July 16, 2009 | Permalink | Comments (0) | TrackBack (0)

Tuesday, July 14, 2009

The Government is Played for a Sucker by Bank of America

The Bank of America and the Treasury had agreed to a "term sheet" that had BofA paying a sizable fee for a "back-stop" guarantee on the value of Merril Lynch toxic assets so that BofA would purchase the failing brokerage company,  The back-stop guarantee kept the price of BofA stock up a bit after the deal was announced.  Now BofA refused to pay the fee, arguing that it had not signed the term sheet.  Term sheets are not formal written contracts; they never have been.  Term sheets are the critical deal terms that will be included in the formal contract to follow that is signed by both parties.  What are terms sheets then?  Moral contracts? Agreements in principle? Agreements to agree?  Or enforceable contracts on the included terms?  Usually the term sheet itself, written by careful lawyers, will specify it's legal status.  The Treasury term sheet did not.  So BofA has schooled the government lawyers on the effect of an incomplete term sheet -- a threat of noncompliance reopens negotiation on the fee.  The government has the option of a lawsuit -- arguing that 1) it was a contract (or a ratified contract) and 2), if not, that BofA's acceptance of the benefits of the term sheet supports a restitution claim.  The government has the upper hand in pressuring parties to do what is wants ex ante, but ex post, after the dust settles, the government must rely on the paper and the quality of its attorneys or the private section sharpies will eat its lunch.

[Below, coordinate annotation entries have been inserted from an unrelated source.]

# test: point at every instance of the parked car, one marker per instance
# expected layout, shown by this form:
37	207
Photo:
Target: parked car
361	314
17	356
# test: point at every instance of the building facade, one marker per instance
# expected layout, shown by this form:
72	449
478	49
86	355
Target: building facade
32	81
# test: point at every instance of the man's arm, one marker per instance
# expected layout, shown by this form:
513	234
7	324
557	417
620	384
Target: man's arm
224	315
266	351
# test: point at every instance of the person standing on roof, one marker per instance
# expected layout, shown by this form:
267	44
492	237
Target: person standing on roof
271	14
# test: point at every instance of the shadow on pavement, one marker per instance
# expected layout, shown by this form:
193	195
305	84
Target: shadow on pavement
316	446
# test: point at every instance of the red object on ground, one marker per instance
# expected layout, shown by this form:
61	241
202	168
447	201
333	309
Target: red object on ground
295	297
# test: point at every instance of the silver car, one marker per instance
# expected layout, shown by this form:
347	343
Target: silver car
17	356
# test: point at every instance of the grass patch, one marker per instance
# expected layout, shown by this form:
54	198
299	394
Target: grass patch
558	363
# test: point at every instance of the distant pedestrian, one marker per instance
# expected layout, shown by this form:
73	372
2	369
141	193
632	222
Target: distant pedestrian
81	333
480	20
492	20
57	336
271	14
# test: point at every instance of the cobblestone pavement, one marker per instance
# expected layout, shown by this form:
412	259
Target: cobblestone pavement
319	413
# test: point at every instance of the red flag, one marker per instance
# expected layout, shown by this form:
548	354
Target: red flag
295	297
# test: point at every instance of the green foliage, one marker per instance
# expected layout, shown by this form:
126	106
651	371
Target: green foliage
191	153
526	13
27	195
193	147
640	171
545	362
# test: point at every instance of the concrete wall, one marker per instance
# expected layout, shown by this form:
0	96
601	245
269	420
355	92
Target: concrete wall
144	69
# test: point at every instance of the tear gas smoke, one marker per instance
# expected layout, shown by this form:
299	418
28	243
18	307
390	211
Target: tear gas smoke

July 14, 2009 | Permalink | Comments (3) | TrackBack (0)

Wednesday, July 8, 2009

Data on Private Equity Management Skills

I noted some time ago that private equity firms, once they buy a public company, set up a management structure that is very different from the one advocated by corporate governance "experts."  Data is coming in on how private equity does.  It is mixed.  Josh Lerner at Harvard says the PE firms fail more than public companies but are more innovative.  Nick Wilson at the University of Leeds says in the UK there is no difference once one neutralizes the effect of leverage.  Nicholas Bloom of Stanford finds that PE companies are less well managed than public companies but better managed than family run privately held companies.  All the studies suffer from two flaws.  First, at issue is how the PE purchased companies do in relationship to those same companies had they not been purchased.  PE firms tend to buy companies that show substantial room for improvement and attempt to profit from making those improvements.  Thus the comparison is between those companie unpurchased and those companies as purchases, not between all public companies and all PE purhcased companies. Second, the data shows that things revert to the mean. Of interest is the finding that some PE firms consistently outperform others, that the best indication of future performance is past performance.  What management proctices do these successful firms use in comparsion to public companies (and other PE buyouts)?  The data is enlightening and helpful but not conclusive.